Odd Extinction_an interface between Performing arts and Activism. Jorge Bascuñan

There is a certain homogeneous temporality often elaborated in the field of performing arts. This
characteristic potentiates the neutrality of performative states and narrative constructions, which can dangerously ignore differences between human beings and their historical contexts. My perspective is that neutrality is caused due to a traditional understanding of time, space, and matter elaborated by an American-Eurocentric view. I will call into question the definition of the Anthropocene and the relationship between humanity and the environment towards a metaphysical level of extinction. What does it mean to seek a state of neutrality, and what are the implications underlined in its discourse? How can we emancipate the individual from the universal? How could changing the perspective of time, space and matter help us to take a new approach towards extinction?

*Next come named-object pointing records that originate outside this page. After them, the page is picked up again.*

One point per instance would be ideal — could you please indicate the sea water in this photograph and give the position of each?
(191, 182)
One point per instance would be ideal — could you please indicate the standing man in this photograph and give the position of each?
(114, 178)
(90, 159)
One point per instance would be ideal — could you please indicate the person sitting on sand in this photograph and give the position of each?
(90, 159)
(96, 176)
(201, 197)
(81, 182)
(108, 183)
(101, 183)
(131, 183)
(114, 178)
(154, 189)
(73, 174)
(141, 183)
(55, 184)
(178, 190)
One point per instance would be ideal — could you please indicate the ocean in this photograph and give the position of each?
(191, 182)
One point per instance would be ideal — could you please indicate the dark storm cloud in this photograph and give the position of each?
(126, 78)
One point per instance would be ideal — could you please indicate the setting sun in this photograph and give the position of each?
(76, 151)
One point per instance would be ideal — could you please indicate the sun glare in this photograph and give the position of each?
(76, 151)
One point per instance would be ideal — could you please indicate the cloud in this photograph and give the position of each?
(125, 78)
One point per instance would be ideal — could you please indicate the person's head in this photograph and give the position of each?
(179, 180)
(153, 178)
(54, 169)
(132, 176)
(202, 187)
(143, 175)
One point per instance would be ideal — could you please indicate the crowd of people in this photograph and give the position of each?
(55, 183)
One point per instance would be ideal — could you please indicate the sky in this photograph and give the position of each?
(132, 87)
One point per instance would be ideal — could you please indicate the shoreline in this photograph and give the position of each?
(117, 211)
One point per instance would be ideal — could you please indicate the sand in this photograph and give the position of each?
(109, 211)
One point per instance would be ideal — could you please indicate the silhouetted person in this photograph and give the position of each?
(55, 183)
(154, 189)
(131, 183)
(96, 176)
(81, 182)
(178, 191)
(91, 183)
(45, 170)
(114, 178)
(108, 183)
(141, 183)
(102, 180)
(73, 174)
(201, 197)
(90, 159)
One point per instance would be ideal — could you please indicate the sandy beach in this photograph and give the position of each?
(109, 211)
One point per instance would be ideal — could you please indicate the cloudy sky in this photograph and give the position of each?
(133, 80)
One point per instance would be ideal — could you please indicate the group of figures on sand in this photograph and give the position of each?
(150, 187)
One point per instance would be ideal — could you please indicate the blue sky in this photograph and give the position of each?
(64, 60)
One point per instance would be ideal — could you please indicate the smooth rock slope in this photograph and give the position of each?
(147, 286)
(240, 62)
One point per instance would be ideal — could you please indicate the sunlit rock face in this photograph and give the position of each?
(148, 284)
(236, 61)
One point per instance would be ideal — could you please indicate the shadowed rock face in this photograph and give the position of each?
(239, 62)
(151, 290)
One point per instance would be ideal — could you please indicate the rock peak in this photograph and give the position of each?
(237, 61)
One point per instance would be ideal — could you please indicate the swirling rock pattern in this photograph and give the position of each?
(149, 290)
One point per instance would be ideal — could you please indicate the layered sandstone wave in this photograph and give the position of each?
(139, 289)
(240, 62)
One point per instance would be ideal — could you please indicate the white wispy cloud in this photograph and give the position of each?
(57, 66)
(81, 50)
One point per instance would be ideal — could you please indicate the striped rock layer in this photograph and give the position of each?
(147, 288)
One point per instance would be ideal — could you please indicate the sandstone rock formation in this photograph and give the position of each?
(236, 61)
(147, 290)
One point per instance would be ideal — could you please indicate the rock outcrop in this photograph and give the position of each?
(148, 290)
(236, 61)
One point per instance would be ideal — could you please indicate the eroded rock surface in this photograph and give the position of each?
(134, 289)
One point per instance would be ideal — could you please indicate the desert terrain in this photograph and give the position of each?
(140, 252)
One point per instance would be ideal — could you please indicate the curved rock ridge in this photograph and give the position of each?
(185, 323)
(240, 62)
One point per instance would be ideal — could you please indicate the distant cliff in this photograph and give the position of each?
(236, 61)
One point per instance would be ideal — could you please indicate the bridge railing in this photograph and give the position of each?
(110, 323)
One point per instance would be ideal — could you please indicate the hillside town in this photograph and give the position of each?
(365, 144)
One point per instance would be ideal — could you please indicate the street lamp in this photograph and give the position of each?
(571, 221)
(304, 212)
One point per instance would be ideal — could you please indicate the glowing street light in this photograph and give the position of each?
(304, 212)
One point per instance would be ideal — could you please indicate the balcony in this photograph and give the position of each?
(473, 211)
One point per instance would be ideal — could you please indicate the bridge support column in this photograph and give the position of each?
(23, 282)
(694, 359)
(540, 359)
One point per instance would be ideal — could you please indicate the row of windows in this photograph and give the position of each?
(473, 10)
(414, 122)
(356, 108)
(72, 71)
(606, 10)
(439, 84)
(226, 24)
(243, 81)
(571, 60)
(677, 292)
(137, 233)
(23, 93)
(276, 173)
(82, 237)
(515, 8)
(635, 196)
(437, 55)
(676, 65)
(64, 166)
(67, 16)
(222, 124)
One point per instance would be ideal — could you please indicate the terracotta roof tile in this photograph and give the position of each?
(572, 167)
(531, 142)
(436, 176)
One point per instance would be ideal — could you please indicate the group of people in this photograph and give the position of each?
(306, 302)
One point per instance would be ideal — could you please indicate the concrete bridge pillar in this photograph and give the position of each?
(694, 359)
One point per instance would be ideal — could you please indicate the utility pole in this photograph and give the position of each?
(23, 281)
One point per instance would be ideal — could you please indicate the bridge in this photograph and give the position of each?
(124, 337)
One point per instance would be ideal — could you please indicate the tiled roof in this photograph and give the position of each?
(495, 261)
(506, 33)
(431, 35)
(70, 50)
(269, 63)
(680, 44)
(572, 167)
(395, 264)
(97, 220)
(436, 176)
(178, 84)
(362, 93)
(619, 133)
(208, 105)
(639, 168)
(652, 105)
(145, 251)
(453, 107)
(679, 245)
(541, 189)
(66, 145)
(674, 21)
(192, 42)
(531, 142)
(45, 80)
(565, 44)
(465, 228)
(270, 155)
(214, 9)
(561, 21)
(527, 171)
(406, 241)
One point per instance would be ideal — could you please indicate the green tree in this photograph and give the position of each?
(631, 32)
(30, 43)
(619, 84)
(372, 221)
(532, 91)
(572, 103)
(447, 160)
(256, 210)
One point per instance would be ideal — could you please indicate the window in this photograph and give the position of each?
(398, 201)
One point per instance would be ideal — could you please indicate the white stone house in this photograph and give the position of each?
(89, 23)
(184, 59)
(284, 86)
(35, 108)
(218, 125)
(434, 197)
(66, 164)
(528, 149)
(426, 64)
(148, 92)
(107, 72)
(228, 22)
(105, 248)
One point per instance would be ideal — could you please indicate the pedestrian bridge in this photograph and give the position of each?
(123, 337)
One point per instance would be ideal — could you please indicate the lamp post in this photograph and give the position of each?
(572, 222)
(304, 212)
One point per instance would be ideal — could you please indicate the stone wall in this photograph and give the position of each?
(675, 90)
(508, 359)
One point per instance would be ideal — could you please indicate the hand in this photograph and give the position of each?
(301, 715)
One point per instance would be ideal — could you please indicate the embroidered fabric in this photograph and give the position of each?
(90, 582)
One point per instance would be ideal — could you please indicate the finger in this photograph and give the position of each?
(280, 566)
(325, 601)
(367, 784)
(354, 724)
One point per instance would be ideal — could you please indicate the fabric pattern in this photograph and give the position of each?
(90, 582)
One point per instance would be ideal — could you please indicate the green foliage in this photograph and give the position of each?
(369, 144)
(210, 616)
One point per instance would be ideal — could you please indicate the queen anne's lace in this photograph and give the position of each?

Shedding lights with quantum field theory, posthumanism, and decolonial studies, my research question is elaborated as follows: How can the performing arts apply the deconstruction of time, offered by quantum field theory, as dramaturgical strategies to address the climate crisis and disrupt the idea of a neutral temporality? There is a tendency, in Western thinking, to universalize humankind and societies under an absolute state of time, space and matter. In doing so, the very idea of extinction is projected into a time that is neither here nor now, furthermore, it assumes a neutral consequence among humanity, ignoring differences, which could, in turn, trigger the erasure of histories. As the quantum physicist and philosopher Karen Barad argues:
“To place the apocalypse before us, to think that it lies only in our imagination, that we are haunted by its possibility still unrealized, is to reiterate not only a very particular telling of time and history, but a particularly privileged “we,” complicit in regimes of erasure.”1
The misleading aspect of neutrality takes place when it is assumed to have a certain privileged ‘we’ as a standard model to which the ‘others’ should relate. In the case of extinction, it comes to account when it is placed on an imaginary future and including all human beings at once, instead of acknowledging its ongoing differential states and dynamics in our contemporary society. As the example of the extinction of indigenous people, languages, and cultures as a result of colonization and the empowerment of capitalist systems. Hence, to understand the ongoingness of different narratives of extinction, I suggest reconfiguring the term neutrality, and to re-signify the relationship between human beings and the environment by putting into question the traditional understanding of time, space and matter.

1 Karen Barad: After the end of the world: Entangled nuclear colonialism, matters of force, and the material force of justice, 2020, p. 103.